West Virginia Voting Map Upheld by U.S. Supreme Court
The U.S. Supreme Court upheld West Virginia’s congressional voting boundaries, saying the population among districts can vary to protect incumbents and keep counties and cities intact.
In an unsigned opinion with no dissents, the justices today upheld a bipartisan redistricting plan that kept the state’s three congressional districts largely unchanged. A lower court had said the map violated the “one person, one vote” rule. The high court today said that constitutional principle, which has guided federal redistricting for 50 years, wasn’t an absolute.
“Our cases leave little doubt that avoiding contests between incumbents and not splitting political subdivisions are valid, neutral state districting policies,” the Supreme Court said.
The justices also said states could seek to avoid shifting voters into new districts.
Under West Virginia’s plan, the largest district has 4,871 more people than the smallest.

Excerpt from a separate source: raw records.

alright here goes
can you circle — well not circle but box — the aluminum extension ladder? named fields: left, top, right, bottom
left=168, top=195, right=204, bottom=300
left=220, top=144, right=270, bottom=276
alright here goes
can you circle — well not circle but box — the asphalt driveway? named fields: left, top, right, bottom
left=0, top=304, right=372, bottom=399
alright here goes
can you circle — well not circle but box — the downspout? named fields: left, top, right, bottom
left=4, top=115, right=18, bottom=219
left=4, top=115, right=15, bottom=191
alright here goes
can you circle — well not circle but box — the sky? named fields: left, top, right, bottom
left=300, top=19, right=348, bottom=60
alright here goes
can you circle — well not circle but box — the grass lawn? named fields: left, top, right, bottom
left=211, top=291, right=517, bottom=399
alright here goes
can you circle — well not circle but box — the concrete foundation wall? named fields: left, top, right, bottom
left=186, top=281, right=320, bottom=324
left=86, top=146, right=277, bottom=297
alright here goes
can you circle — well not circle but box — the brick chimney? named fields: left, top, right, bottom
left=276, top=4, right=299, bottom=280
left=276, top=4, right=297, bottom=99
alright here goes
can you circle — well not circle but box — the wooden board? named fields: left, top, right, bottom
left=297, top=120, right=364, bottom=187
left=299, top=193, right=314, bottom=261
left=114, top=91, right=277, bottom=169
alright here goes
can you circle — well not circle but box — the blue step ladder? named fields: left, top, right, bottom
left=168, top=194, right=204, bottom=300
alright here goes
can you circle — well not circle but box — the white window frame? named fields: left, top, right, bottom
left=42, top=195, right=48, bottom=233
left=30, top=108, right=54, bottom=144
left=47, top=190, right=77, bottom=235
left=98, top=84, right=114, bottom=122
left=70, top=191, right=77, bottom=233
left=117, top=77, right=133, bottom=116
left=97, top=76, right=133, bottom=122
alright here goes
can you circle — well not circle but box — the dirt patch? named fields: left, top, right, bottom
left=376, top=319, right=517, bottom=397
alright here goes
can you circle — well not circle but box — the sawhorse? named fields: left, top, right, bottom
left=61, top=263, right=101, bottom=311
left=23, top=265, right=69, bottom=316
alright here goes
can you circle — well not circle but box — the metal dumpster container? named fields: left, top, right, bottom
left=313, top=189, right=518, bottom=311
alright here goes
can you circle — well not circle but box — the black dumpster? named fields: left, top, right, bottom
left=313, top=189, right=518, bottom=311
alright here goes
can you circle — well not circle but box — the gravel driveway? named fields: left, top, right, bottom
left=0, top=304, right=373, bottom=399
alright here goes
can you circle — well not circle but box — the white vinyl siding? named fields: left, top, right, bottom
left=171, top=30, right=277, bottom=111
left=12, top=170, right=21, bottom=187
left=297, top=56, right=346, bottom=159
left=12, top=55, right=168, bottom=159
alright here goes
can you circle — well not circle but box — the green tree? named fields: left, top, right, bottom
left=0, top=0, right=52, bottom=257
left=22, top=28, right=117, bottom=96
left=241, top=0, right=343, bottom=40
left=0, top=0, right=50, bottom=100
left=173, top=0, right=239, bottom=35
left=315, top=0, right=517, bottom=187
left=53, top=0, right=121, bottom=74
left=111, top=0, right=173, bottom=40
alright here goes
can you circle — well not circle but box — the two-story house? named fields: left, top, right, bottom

West Virginia officials, who created the districts under a bipartisan agreement after the decennial census, said the size differences are minuscule, given that each district has more than 600,000 people.
The Supreme Court first said in the 1960s that state legislative districts must have approximately the same number of people to comply with the Constitution. The court applied a similar rule to congressional redistricting in 1964, saying districts within a state must achieve population equality “as nearly as is practicable.”
The high court invoked that decision in 1983 when it struck down a New Jersey congressional redistricting plan because the largest district was 0.70 percent larger than the average district.
In voiding the West Virginia map on a 2-1 vote, a panel of federal judges said the map’s variance of 0.79 percent could have been avoided using computer software. The Supreme Court put that ruling on hold in January, keeping the districts intact for this year’s election.
The two county commissioners challenging the map said that lawmakers never explained why they needed to create districts with varied populations.
The state legislature “did not create a contemporaneous record in any form sufficient to show that the 4,871-person variance in this case, or any part thereof, was necessary to achieve some legitimate goal,” Jefferson County Commissioners Patricia Noland and Dale Manuel argued in court papers.
The challengers also contend that the redistricting plan violates the West Virginia constitution. Today’s ruling didn’t address that claim.
The case is Tennant v. Jefferson County Commission, 11-1184.